A five-member panel of the Supreme Court, led by Justice Lawal Garba, last Friday ruled in favour of Fidelity Bank in its appeal against Sagecom Concepts Limited.

The judgment brings definitive closure to a legacy case that has attracted attention across the financial sector for more than two decades. It also marks a significant victory for Fidelity Bank in a long-running legal dispute.

In a motion dated October 8, 2025, Fidelity Bank sought clarification from the Supreme Court, requesting a consequential order that the judgment debt be paid in Naira. The bank also asked that the interest rate be set at 19.5 per cent per annum rather than 19.5 per cent compounded daily.

It also requested the exchange rate used for conversion be the rate applicable as of the date of the High Court judgment, in line with the Supreme Court’s decision in Anibaba v. Dana Airlines.

Fidelity Bank further requested the judgment debt be fixed at N30,197,286,603.13 and that interest on this amount be payable at 19.5 per cent per annum until full settlement.

In the judgment delivered by Justice Adamu Jauro, the apex court granted the bank’s first three prayers but declined the fourth and fifth. As a result, the judgment sum will be paid in Naira at an annual interest rate of 19.5 per cent, rather than the daily compounded rate previously awarded by the High Court.

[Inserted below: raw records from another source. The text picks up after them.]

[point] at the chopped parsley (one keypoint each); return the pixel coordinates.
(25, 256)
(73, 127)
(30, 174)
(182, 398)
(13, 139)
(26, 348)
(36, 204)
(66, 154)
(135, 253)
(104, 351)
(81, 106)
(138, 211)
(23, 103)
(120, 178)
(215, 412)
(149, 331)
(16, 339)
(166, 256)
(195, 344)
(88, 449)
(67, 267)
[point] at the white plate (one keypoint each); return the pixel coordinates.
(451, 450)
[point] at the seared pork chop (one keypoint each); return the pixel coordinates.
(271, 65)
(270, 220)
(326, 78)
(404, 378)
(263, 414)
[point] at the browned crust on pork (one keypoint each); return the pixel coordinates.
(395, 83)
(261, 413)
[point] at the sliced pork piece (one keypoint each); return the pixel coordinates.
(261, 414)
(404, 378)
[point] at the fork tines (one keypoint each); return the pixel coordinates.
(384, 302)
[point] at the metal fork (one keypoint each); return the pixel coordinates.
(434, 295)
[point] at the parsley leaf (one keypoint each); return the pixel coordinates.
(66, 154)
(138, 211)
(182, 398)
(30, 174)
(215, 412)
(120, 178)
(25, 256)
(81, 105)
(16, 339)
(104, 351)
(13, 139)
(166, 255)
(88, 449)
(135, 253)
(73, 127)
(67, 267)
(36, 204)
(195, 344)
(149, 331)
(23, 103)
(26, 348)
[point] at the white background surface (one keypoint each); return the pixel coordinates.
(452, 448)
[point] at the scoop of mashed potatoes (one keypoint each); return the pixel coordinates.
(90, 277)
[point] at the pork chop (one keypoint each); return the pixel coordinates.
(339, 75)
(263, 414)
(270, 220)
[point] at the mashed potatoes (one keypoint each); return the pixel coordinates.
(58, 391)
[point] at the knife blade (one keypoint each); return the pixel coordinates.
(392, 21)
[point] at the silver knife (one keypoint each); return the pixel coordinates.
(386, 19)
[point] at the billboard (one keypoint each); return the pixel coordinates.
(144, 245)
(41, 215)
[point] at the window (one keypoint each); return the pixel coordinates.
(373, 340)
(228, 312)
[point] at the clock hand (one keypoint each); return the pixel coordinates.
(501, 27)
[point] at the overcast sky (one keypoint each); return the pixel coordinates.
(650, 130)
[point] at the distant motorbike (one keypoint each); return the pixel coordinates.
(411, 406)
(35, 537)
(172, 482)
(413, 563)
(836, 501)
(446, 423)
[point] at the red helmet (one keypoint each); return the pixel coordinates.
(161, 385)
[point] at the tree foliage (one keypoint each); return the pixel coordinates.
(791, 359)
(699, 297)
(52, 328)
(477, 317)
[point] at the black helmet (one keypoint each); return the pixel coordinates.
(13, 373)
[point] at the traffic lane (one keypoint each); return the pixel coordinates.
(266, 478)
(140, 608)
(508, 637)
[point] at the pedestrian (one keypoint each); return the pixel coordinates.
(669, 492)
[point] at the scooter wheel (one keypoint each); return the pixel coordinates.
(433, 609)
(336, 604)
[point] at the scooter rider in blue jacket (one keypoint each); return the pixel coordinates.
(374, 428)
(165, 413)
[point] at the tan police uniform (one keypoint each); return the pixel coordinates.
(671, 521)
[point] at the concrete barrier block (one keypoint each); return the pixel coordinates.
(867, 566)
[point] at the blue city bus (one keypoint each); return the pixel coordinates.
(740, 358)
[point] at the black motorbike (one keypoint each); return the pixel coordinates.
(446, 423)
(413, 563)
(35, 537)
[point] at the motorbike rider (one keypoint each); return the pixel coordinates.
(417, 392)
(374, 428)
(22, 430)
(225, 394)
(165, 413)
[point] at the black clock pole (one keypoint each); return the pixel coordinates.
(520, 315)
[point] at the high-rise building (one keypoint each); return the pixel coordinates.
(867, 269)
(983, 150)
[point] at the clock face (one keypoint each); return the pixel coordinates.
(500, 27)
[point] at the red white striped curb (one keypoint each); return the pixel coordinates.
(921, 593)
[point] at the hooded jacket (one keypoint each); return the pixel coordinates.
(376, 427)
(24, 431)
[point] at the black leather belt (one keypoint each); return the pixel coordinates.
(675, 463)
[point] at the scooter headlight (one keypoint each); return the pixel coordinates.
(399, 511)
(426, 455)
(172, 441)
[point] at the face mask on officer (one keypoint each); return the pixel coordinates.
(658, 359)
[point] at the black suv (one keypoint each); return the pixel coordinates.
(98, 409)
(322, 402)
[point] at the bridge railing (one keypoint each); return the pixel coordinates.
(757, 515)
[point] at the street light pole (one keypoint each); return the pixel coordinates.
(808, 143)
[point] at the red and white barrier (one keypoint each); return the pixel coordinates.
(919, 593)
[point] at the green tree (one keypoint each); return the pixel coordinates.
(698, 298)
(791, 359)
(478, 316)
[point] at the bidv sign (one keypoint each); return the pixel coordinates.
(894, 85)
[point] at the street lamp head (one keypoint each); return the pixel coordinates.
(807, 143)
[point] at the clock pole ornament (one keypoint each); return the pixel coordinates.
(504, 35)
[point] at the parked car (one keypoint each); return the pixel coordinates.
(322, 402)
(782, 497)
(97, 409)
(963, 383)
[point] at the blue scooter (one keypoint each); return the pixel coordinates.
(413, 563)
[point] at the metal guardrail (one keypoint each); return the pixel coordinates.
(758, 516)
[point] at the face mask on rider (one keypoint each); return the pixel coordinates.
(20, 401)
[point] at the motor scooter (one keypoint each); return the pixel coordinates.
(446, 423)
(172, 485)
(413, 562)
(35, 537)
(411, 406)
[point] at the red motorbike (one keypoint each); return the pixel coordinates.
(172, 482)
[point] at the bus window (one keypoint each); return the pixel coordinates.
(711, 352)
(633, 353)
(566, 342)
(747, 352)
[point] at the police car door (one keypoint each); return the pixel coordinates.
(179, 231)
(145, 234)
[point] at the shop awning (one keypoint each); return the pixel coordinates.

The Supreme Court equally affirmed that the applicable exchange rate should be the rate as of the date of the High Court judgment, consistent with its earlier decision in Anibaba v. Dana Airlines.

The dispute originated from a legacy transaction involving the former FSB International Bank, which merged with Fidelity Bank in 2005. It stemmed from a 2002 credit facility extended to G. Cappa Plc and subsequent legal proceedings tied to the collateral.

This ruling provides finality for years of litigation and confirms a significantly lower liability than the N225 billion previously speculated in the review of decisions leading up to the decision.